А дальше была тишина — мы остановились и девушка отпустила мою руку. Я ощутил себя единственным человеком в мире — в своей темноте и пустоте. Даже хотел крикнуть — Стася!
Но её ладонь опустилась на моё плечо и мы продолжили идти медленным шагом.
— Прости, что напугала тебя. Просто думала как бы тебе объяснить и не обидеть. — Я чувствовал как краска приливает к лицу. Жгучий стыд. — Я тебе не нравлюсь.
На меня словно ушат дерьма вылили.
— Всё хорошо. Только как друг. Знаешь, ты так чувствуешь потому что я единственная кого ни капли не смущает твоё состояние, — мы остановились и я вслушался в шум волн, а затем присел на песок. Стася опустилась рядом. — Я работаю с незрячими уже более десяти лет, моя приёмная дочь слепа с рождения, — уверен, на моем лицо было странное выражение, контролировать себя я ещё не научился. — Да, так и есть. Мы с мужем оба работаем с этими проблемами, только он с малышами и теми, кто такой с рождения. А я — с теми, кто свет потерял.

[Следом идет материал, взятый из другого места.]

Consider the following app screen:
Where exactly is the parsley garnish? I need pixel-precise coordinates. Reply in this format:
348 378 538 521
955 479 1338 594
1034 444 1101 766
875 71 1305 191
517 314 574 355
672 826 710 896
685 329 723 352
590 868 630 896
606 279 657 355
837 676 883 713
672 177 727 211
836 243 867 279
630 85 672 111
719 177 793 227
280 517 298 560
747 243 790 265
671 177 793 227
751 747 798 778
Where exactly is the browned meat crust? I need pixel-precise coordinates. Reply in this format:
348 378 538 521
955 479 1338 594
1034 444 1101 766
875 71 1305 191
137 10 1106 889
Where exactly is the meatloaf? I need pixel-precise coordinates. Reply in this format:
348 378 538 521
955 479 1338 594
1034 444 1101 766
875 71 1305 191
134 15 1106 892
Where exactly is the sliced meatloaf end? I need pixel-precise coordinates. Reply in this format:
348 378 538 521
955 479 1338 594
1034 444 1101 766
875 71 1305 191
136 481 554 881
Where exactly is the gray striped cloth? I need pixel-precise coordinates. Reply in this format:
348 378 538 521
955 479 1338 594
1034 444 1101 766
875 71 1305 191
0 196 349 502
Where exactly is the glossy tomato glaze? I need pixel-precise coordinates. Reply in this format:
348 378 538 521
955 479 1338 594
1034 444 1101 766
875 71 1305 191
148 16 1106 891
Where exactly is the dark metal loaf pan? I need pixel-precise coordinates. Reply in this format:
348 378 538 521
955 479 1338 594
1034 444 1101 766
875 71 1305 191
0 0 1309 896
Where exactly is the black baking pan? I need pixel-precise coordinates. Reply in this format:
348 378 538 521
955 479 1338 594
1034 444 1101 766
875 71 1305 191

И с немыми тоже.
Меня обняли и я почувствовал странную боль в грудной клетке, словно сердце, до сих пор бившееся в отчаянной надежде больше не вырывалось из груди. Клетка рассыпалась, но легче не становилось.
— Я — твой друг. Ты действительно думаешь, что я тебе нравлюсь? Хочешь меня обнять-поцеловать-коснуться интимно?
Меня вновь заливала краска стыда и смущения. Обнимать — да, поцеловать и дальше… это было странно и непонятно.
— Кажется, нет, — несмело начал я, может поцеловать — да, но… Скажи, я буду один, да?
— Ты это к чему, у тебя же есть Диана? — Меня волной накрыло ощущение её непонимания и я постарался объяснить.
— Но… с ней мне никогда не хотелось большего. Поцелуи и прикосновения, но…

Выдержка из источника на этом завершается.